Protecting the Equipment
For a professional photographer, who is usually freelance, the camera and all its accessories represent a business expense. As such, the photographer using them will not want to have to replace any of them too frequently, or it will impact on their profits. The best kind of protective case to consider is one that is like a sweet – hard on the outside but soft inside. Not only that, one like a box of chocolates in that it individually separates each piece of equipment and stops them rubbing together. Lens caps are good for protecting lenses. Camera hoods protect lenses from the rain and avoid raindrops appearing on a photograph. Although, image manipulation software might be able to take care of them afterwards.

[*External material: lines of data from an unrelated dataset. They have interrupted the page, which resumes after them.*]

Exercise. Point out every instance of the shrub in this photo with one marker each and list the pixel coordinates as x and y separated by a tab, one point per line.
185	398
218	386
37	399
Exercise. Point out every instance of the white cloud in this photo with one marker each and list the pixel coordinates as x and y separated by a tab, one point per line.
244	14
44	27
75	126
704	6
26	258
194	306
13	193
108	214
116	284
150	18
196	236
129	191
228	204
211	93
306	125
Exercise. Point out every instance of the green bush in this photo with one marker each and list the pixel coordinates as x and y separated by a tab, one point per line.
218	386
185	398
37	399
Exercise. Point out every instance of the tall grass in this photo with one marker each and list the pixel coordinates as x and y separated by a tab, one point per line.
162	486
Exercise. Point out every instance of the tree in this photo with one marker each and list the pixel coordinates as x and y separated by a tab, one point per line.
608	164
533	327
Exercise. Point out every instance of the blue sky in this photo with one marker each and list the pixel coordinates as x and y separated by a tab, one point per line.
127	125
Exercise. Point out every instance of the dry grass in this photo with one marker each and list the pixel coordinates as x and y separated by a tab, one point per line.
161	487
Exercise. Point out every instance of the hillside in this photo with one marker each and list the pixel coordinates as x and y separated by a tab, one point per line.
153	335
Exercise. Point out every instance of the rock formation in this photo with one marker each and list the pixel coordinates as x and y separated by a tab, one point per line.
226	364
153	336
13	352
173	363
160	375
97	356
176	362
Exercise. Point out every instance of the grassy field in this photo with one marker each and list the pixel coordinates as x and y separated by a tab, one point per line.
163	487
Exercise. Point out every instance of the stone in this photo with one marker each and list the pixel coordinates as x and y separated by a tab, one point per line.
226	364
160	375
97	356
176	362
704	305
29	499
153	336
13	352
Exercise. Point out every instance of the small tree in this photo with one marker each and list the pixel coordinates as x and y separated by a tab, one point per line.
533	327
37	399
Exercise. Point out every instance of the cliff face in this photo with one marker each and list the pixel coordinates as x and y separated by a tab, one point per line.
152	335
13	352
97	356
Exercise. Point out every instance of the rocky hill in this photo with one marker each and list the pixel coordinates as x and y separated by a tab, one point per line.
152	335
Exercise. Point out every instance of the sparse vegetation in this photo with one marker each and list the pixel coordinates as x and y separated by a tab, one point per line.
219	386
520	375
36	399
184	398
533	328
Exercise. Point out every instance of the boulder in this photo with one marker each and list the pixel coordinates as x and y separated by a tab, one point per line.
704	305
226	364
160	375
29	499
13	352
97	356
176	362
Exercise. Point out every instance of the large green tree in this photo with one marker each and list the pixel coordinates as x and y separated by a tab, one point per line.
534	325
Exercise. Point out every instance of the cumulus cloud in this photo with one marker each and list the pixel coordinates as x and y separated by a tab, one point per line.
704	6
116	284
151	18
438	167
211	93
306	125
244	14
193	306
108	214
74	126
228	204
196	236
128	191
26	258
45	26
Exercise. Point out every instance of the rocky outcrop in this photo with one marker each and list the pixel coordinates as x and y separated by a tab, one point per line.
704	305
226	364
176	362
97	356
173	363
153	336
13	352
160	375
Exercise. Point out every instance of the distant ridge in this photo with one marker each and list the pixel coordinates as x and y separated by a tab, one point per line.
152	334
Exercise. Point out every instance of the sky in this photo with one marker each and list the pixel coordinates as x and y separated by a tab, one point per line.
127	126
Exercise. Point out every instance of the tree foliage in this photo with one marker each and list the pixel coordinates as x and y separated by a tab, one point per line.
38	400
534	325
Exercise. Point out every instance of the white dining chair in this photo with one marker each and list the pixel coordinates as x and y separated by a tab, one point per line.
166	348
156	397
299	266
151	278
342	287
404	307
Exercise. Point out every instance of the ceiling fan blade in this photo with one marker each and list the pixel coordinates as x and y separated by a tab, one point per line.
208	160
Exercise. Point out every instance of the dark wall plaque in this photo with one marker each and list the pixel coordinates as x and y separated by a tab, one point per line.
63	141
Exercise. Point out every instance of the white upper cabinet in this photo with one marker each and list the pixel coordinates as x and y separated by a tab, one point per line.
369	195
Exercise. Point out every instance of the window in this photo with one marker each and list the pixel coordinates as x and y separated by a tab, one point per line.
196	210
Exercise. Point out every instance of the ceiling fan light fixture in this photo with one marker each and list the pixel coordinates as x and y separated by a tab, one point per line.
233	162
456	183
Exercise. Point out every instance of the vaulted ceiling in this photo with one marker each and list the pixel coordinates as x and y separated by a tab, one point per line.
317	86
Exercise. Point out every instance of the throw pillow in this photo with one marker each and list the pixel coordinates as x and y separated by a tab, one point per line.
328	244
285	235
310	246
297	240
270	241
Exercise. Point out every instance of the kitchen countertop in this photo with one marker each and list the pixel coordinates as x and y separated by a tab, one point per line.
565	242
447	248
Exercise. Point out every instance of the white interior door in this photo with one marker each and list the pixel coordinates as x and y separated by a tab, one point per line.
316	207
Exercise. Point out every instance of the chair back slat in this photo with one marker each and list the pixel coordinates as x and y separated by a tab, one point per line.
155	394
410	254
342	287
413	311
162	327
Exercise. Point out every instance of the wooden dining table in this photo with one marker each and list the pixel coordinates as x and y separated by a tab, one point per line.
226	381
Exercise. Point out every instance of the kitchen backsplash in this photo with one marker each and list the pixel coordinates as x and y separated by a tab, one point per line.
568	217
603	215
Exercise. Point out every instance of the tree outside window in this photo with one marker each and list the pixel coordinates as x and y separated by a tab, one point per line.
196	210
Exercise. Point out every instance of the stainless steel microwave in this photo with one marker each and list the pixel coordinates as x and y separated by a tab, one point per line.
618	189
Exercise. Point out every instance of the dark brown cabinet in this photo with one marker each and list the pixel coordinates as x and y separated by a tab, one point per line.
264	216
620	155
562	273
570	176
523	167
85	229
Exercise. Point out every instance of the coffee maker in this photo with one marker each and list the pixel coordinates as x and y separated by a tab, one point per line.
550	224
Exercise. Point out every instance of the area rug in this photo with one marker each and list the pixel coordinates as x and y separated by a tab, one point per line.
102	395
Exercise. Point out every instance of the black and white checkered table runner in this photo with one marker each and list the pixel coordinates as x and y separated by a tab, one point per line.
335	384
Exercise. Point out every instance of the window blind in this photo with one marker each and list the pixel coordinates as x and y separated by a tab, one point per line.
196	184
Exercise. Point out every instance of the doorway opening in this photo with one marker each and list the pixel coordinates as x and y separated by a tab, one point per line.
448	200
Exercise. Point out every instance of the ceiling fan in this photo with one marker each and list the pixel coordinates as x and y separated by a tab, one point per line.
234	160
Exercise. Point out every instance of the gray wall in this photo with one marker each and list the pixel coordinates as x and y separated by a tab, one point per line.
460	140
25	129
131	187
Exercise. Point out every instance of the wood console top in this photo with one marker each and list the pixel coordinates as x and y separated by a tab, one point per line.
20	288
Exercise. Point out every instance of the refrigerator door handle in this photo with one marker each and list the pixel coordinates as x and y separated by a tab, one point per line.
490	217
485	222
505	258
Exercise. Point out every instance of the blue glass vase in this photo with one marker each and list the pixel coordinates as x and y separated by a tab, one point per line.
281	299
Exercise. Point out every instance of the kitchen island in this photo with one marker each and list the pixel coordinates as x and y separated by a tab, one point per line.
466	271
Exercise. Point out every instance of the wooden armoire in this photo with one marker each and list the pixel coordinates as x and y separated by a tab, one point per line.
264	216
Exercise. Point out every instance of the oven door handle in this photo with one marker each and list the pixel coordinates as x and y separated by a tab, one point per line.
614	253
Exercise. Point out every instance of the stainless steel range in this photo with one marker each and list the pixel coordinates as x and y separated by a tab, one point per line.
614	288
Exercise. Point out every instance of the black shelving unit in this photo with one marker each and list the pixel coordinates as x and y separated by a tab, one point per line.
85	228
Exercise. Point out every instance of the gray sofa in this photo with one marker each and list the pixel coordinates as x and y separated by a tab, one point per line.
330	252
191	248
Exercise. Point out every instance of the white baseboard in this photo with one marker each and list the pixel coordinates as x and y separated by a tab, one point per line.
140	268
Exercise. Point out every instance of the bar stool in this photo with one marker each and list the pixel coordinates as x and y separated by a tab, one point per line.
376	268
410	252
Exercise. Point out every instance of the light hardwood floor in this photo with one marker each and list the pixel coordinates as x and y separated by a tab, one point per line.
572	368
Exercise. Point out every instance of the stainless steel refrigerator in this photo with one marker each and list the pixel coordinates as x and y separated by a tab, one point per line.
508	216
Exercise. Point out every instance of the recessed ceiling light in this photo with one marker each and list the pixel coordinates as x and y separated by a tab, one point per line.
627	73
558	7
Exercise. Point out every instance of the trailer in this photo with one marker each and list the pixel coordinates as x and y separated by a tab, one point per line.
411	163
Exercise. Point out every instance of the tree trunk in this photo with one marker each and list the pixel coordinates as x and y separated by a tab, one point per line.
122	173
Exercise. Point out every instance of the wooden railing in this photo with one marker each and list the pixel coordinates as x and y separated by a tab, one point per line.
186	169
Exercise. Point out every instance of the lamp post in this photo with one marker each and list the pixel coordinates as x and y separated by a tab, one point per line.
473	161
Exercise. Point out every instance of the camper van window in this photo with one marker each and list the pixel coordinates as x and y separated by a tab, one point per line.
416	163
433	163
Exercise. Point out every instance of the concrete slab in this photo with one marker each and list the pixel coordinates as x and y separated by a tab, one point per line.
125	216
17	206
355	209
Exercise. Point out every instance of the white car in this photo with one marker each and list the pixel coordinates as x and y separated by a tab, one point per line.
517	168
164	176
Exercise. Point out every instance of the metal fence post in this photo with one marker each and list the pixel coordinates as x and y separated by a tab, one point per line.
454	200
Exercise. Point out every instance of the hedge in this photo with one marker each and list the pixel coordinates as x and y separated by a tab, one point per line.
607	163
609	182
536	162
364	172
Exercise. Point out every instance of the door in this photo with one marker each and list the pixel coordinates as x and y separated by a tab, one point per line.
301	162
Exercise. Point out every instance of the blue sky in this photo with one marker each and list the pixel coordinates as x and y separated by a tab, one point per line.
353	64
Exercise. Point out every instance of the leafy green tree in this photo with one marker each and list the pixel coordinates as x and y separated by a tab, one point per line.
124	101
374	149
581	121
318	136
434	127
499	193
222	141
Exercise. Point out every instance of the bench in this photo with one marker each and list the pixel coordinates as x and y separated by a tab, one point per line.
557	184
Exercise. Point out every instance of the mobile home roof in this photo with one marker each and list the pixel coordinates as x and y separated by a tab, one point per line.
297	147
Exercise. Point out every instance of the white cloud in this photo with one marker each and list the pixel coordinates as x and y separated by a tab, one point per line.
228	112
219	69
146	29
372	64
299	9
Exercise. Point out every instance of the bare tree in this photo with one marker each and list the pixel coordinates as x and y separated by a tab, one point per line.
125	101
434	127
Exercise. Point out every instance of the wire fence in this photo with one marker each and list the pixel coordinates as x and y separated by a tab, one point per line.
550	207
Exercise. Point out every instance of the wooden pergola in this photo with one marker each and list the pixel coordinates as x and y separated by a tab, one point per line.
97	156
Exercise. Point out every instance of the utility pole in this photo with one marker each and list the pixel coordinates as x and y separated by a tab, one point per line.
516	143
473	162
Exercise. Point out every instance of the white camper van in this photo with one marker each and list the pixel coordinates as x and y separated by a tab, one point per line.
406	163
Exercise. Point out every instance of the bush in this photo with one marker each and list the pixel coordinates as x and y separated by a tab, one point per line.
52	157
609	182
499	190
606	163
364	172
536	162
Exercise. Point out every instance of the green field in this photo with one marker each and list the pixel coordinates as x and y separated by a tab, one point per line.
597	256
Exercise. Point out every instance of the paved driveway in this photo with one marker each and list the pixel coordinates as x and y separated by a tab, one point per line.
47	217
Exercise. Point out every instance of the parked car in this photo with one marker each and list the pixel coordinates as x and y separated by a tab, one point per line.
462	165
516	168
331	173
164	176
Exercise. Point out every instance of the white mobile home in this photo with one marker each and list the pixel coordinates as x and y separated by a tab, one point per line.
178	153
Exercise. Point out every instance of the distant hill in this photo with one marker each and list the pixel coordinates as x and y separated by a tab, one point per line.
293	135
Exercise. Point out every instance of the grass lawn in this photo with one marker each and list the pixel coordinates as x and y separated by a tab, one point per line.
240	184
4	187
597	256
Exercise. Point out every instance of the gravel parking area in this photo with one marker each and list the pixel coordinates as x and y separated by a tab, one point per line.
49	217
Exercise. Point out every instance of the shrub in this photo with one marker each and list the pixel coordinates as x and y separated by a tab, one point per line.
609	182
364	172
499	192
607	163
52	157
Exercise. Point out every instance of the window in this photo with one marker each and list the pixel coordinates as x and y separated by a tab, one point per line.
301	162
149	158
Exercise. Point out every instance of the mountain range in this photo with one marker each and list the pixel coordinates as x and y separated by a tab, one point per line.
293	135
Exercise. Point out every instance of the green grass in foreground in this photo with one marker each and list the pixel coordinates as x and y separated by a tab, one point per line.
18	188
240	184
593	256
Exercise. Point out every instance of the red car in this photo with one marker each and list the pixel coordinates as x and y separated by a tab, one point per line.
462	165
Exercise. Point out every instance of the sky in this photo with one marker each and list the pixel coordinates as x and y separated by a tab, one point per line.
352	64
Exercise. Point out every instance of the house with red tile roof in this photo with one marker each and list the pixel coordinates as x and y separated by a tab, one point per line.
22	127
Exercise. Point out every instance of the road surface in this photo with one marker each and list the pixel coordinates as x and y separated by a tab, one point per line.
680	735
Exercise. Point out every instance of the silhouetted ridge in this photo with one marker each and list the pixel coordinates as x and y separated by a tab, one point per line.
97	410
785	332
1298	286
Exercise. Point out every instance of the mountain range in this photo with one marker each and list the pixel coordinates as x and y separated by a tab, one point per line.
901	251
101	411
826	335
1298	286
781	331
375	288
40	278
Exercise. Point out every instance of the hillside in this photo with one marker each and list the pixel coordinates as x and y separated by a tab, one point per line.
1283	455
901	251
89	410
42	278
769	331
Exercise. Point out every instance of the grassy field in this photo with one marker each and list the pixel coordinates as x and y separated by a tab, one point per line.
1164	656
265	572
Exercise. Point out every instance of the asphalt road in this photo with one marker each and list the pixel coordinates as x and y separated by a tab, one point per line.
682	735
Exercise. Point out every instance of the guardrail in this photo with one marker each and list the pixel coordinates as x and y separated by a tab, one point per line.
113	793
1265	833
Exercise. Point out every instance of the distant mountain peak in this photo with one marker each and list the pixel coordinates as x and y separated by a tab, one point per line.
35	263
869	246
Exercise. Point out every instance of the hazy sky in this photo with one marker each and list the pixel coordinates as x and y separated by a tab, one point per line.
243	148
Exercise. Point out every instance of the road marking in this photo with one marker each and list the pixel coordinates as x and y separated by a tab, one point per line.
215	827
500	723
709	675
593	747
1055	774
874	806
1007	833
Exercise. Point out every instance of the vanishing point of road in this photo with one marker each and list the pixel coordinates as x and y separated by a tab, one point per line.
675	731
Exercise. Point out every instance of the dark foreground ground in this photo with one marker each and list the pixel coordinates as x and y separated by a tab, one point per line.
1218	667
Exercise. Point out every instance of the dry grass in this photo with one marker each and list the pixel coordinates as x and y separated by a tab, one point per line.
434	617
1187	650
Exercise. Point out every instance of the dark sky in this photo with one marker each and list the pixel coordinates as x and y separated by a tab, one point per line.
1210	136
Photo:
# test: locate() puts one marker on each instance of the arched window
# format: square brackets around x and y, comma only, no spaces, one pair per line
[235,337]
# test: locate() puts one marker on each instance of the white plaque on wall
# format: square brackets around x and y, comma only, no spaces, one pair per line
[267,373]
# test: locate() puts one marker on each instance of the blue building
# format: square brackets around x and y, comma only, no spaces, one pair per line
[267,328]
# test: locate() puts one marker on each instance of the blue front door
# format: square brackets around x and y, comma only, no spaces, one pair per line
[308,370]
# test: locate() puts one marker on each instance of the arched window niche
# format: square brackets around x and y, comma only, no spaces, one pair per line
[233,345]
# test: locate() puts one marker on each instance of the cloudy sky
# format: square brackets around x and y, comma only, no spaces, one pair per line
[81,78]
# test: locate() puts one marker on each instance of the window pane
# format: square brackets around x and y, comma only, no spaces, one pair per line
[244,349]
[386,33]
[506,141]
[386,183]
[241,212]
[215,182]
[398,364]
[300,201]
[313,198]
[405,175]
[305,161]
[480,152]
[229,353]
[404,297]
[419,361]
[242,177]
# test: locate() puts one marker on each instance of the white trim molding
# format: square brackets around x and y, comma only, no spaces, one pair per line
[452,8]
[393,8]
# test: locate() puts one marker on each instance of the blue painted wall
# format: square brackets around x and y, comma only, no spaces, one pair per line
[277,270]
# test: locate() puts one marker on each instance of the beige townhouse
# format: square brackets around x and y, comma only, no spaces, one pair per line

A professional photographer will be concerned with not losing any of the images that they have taken. It is their business, so they are worth money to them. Many of the photographs that they have already taken will be difficult, if not impossible, to obtain again. They will be from unusual, one-off situations, and likely to be particularly well shot and framed. For this reason, photographers will, with regularity bordering on obsession, back-up their digital images onto a system such as Cloud. In addition, they will always have a good supply of memory cards and portable external hard drives that are able to store hundreds, if not thousands, of digital or scanned photographic images. Professional photographers will use software that helps them to back-up their photographs with ease and invest in storage devices that are network-attached.
So, this gives us an idea as to how a professional photographer might view photography, for those studying the subject or thinking about becoming a professional photographer. A fellow professional photographer may be interested, too, in how his colleagues are viewing the subject, while striving for a marketable image, protecting their equipment, and trying to make their business a profitable one.